Wait, wait, wait …these waivers actually have no effect on state laws, such as the Texas Illegal Remuneration statute (similar to the Anti-Kickback Statute), nor do they affect the AMA Ethics Opinions which might form the basis of a complaint before the medical board?

That means the waivers are virtually worthless as a defense to an ethics complaint that a hospital, for example, is paying a doctor not to treat his patient (that’s why there is a “Gainsharing CMP provision” in the first place,) nor to a state anti-kickback allegation that an ACO is providing free blood pressure cuffs to reduce the chance of hospitalization.  The waivers also have no effect on state laws which prohibit the corporate practice of medicine, or fee-splitting between say, an IT company who invests in the ACO and a group of physicians who control it.  Worse, in states which have anti-kickback statutes similar to the federal rule, ACO shared savings arrangements remain a crime in many states.

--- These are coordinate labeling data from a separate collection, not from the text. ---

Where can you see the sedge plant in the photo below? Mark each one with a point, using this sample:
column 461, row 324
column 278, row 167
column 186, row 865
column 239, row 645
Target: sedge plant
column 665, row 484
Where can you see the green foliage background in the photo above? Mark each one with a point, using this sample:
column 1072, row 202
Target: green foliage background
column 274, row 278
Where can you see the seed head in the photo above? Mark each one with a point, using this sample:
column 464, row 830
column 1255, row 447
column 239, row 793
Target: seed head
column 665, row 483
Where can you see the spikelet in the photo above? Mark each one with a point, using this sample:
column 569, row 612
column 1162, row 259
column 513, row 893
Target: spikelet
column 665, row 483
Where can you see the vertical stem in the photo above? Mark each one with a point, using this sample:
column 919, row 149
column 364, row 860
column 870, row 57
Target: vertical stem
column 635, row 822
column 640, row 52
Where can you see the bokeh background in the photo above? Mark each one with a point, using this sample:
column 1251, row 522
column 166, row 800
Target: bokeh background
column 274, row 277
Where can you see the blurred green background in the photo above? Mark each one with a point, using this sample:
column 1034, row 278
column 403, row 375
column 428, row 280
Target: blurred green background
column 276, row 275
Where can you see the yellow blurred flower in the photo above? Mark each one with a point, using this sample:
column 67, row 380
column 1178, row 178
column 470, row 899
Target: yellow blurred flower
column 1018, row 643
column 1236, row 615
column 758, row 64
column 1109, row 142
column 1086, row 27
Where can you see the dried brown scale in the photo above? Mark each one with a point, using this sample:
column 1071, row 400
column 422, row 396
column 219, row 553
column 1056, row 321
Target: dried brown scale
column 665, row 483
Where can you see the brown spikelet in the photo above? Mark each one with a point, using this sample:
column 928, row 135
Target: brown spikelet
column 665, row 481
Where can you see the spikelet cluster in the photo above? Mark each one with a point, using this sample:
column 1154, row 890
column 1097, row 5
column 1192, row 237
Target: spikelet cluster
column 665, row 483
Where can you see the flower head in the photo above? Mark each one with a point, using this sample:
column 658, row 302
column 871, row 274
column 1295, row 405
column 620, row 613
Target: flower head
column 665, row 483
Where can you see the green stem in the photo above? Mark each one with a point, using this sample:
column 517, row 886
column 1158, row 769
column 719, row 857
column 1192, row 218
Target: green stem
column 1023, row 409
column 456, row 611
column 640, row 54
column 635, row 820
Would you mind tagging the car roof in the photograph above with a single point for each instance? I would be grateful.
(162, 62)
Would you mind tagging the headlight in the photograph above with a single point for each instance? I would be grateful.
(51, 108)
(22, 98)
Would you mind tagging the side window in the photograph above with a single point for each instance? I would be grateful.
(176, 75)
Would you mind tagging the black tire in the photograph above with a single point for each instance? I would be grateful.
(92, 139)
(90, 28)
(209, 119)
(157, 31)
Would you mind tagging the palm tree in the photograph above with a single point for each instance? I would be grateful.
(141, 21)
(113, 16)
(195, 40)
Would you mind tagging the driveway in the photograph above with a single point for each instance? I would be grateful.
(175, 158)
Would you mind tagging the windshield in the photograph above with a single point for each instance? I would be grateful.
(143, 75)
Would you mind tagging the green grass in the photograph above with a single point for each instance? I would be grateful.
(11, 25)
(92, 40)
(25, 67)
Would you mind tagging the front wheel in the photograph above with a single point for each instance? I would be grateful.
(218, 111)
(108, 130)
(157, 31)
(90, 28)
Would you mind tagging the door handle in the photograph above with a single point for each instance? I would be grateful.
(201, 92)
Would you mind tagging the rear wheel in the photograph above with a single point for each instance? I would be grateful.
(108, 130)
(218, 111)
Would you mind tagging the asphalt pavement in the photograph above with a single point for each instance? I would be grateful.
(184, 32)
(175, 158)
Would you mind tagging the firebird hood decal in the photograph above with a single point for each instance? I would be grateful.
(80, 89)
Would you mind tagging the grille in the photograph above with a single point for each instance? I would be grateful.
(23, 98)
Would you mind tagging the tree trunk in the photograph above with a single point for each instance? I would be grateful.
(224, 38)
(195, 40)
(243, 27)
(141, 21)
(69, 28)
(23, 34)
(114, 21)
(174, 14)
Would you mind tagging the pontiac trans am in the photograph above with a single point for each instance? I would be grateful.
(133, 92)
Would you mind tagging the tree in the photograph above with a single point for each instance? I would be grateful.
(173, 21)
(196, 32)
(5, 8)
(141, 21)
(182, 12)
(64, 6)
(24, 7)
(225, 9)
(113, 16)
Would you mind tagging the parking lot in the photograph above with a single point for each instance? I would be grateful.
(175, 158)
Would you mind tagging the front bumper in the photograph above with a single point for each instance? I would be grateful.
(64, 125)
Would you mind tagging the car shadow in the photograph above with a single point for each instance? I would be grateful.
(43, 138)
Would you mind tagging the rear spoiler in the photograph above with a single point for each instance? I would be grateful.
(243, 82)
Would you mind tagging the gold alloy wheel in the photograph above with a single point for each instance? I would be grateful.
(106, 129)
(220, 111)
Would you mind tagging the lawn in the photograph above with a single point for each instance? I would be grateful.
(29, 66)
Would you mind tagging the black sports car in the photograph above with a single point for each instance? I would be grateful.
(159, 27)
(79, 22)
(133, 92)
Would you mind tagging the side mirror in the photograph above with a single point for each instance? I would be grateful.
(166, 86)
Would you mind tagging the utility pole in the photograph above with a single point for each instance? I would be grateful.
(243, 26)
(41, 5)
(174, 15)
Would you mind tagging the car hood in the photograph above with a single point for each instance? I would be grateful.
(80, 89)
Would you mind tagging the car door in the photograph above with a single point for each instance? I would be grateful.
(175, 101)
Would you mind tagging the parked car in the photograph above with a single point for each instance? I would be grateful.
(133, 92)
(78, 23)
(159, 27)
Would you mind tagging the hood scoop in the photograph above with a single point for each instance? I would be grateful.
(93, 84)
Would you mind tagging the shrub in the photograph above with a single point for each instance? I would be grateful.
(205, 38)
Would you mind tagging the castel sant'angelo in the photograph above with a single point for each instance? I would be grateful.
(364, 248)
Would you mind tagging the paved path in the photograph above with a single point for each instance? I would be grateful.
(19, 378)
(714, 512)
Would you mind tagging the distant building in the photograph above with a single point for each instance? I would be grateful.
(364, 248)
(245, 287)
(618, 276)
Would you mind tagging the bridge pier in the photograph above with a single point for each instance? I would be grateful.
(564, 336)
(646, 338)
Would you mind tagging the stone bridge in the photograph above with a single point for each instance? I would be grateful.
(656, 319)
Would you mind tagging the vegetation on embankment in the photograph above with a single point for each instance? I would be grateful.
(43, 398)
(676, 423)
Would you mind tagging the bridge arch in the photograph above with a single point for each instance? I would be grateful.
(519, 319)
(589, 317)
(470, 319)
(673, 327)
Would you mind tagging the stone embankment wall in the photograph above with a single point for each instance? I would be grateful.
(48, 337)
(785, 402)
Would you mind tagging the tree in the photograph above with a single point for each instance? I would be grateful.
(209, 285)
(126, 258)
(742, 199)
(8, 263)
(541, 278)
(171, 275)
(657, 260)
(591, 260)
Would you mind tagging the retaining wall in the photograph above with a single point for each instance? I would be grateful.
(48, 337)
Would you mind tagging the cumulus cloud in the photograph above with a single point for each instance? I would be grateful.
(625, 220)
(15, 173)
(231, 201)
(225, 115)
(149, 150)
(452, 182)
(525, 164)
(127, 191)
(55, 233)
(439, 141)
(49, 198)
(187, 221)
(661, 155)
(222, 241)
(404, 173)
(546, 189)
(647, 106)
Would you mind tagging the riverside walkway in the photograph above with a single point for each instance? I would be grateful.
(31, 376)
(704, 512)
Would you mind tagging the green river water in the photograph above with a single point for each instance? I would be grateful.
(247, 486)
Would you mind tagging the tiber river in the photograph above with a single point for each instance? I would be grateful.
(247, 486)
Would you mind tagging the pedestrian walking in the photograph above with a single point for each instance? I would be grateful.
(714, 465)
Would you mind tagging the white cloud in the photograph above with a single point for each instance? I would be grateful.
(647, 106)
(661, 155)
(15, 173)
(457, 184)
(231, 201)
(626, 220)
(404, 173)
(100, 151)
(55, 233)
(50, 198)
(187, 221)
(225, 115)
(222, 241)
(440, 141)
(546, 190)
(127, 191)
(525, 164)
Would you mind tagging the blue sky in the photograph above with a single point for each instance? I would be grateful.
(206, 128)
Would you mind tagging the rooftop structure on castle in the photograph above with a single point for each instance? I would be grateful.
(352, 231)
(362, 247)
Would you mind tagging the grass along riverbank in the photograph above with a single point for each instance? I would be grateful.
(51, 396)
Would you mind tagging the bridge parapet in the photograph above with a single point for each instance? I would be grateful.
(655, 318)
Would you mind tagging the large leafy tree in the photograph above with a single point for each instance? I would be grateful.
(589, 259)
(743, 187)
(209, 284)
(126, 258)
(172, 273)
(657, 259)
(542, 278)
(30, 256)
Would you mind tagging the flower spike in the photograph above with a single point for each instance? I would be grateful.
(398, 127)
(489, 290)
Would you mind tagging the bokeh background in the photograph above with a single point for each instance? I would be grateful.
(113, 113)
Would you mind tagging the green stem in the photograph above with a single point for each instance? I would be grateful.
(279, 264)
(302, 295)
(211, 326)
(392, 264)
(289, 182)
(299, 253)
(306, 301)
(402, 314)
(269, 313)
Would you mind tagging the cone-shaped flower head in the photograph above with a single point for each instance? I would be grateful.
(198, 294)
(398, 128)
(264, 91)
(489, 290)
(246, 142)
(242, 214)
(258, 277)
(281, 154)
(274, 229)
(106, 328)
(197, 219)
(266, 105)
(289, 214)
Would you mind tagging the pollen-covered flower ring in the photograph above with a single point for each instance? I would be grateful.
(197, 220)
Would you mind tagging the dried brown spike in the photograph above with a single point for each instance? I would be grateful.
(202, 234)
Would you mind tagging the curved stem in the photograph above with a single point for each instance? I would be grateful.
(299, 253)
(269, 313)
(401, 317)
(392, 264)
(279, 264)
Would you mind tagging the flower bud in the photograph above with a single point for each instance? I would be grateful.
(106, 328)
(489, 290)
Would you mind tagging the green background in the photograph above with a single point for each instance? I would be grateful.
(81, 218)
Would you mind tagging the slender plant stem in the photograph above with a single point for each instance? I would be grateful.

To be sure, the idea is “the sword of the parent is rarely stained with the blood of its child.” The CMS and Office of the Inspector General aren’t going to punish those ACOs who are making bona fide attempts to follow the law. But the feds have no control over state and federal False Claims Act Whistleblowers (the government can decline to participate, but that’s it), state attorneys general enforcing state laws, or state medical boards who are enforcing AMA ethics rules which form the basis for Stark Law and the Anti-Kickback Statute.

The closest analogy I might give would be the case of marijuana laws, where the roles are reversed: a state says it is legal, but the federal government says it isn’t. There is a certain comity between governments at the state and federal level in some cases, but the Affordable Care Act is so divisive, it is hard to know what will happen if a medical board were to enforce the AMA rules literally.